# Course Equivalencies



## Duke17 (25 Apr 2014)

I am getting back into the Forces. I was a 2LT unqualified "pilot" for 5 years. I decided to get out half way through my flight training due to issues with family. With those issues long behind me, I find that I now have the support on the home front needed to sustain a long military career. Being as I was a Police officer before joining back in 07, I have decided to join with the  MPs as a Reservist. I plan to eventually CT to the RegF. I have a few questions that hopefully someone here may be able to answer. I did basic(IAP),Officer(BMOQ) in 2007. Is the BMOQ equivalent to ILQ? I also had a language profile from 2008.(BBA)   How long are these courses good for? My apologies for these ramblings, but any sort of input or info would be welcomed.

Thank you,

Duke


----------



## George Wallace (25 Apr 2014)

Duke17 said:
			
		

> I am getting back into the Forces. I was a 2LT unqualified "pilot" for 5 years. I decided to get out half way through my flight training due to issues with family. With those issues long behind me, I find that I now have the support on the home front needed to sustain a long military career. Being as I was a Police officer before joining back in 07, I have decided to join with the  MPs as a Reservist. I plan to eventually CT to the RegF. I have a few questions that hopefully someone here may be able to answer. I did basic(IAP),Officer(BMOQ) in 2007. Is the BMOQ equivalent to ILQ? I also had a language profile from 2008.(BBA)   How long are these courses good for? My apologies for these ramblings, but any sort of input or info would be welcomed.
> 
> Thank you,
> 
> Duke



It is highly unlikely that you will be granted "ILQ".  That is a Snr NCO equivalency.   Depending on your crses, you may be granted "PLQ" the qualification for MCpl.  That would place you in a position to be promoted MCpl once you complete your Trades training, and perhaps speed up your progress higher.


----------



## The_Falcon (25 Apr 2014)

Generally courses/quals are good for about 5 years.  Make sure you ask that a PLAR be conducted.  It should be done because of prior service, and you are applying to a trade with an educational requirement, but it won't certainly won't hurt to ask about extending the PLAR to cover off granting equivalency (possibly).


----------



## Duke17 (25 Apr 2014)

Thanks for the input! Much appreciated.


----------



## DAA (25 Apr 2014)

Duke17 said:
			
		

> I am getting back into the Forces. I was a 2LT unqualified "pilot" for 5 years. I decided to get out half way through my flight training due to issues with family. With those issues long behind me, I find that I now have the support on the home front needed to sustain a long military career. Being as I was a Police officer before joining back in 07, I have decided to join with the  MPs as a Reservist. I plan to eventually CT to the RegF. I have a few questions that hopefully someone here may be able to answer. I did basic(IAP),Officer(BMOQ) in 2007. Is the BMOQ equivalent to ILQ? I also had a language profile from 2008.(BBA)   How long are these courses good for? My apologies for these ramblings, but any sort of input or info would be welcomed.
> 
> Thank you,
> 
> Duke



BMOQ equivalent to ILQ?  Probably not but as Hatchet Man mentioned, it may come close to PLQ or atleast allow writing off some of the PO's.  Second language profiles are only good for "5-years" and then retesting is required.  With the exception of having any profile as an "E", in which case that specific category is good for life.

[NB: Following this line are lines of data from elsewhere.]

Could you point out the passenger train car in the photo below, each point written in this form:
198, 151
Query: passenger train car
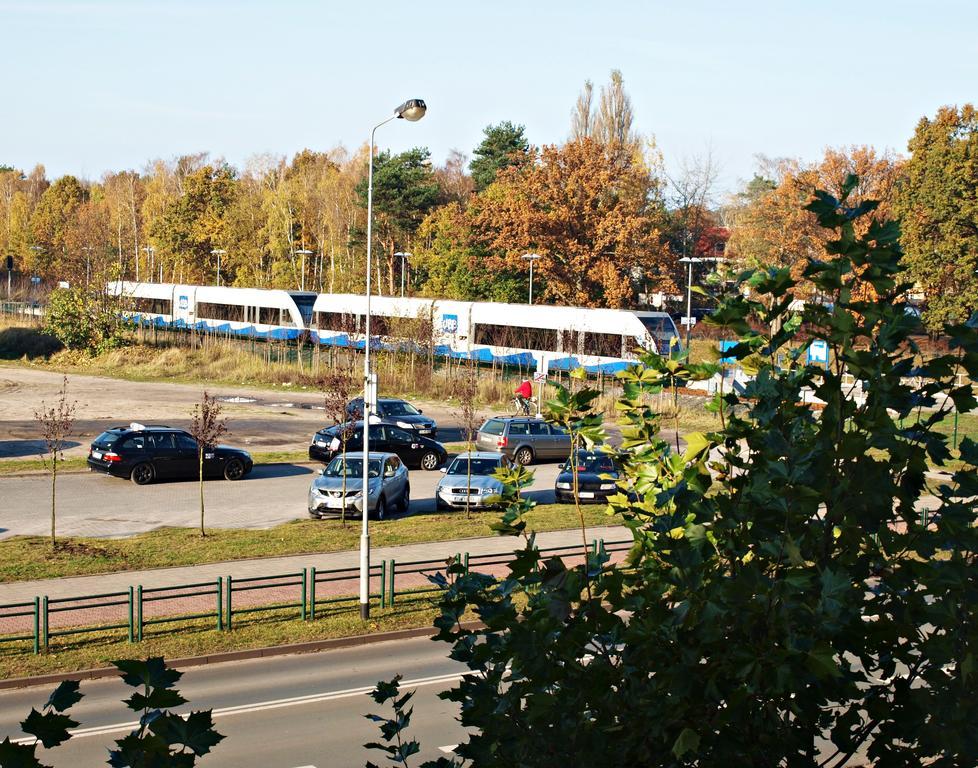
563, 338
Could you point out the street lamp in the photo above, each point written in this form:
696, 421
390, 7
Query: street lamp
691, 260
218, 252
302, 277
404, 257
411, 110
531, 257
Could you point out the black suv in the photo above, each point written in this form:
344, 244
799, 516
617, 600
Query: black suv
400, 413
412, 449
145, 453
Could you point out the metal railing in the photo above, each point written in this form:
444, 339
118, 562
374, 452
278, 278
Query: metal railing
295, 591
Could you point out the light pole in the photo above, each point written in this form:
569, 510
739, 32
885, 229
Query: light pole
691, 260
218, 252
404, 258
302, 275
531, 257
411, 110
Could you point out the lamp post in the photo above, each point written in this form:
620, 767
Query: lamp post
531, 257
411, 110
218, 252
404, 257
302, 272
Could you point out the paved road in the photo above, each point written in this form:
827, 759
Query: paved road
101, 506
276, 713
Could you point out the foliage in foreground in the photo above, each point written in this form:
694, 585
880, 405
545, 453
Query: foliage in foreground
785, 603
161, 739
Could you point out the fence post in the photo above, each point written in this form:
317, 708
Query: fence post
220, 603
227, 613
383, 583
131, 633
37, 625
139, 613
312, 593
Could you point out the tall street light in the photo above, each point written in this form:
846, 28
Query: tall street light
411, 110
218, 252
404, 257
302, 274
531, 257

As you did not reach the OFP for Pilot, I think your BMOQ might have an "expiry" period attached to it but I would have to look it up.  In most cases, it's generally "total time served in the CF" and then for that same period after you release.  So if you served 5-years, then your BMOQ should at least be good for 5-years after the effective date of your release.  Had you reached OFP, then the qual would have been good for life.


----------



## Rheostatic (25 Apr 2014)

Second Language Test results expire after 5 years.


----------



## dapaterson (25 Apr 2014)

Rheostatic said:
			
		

> Second Language Test results expire after 5 years.



Unless you are Exempt in one of the three, in which case that never expires.


----------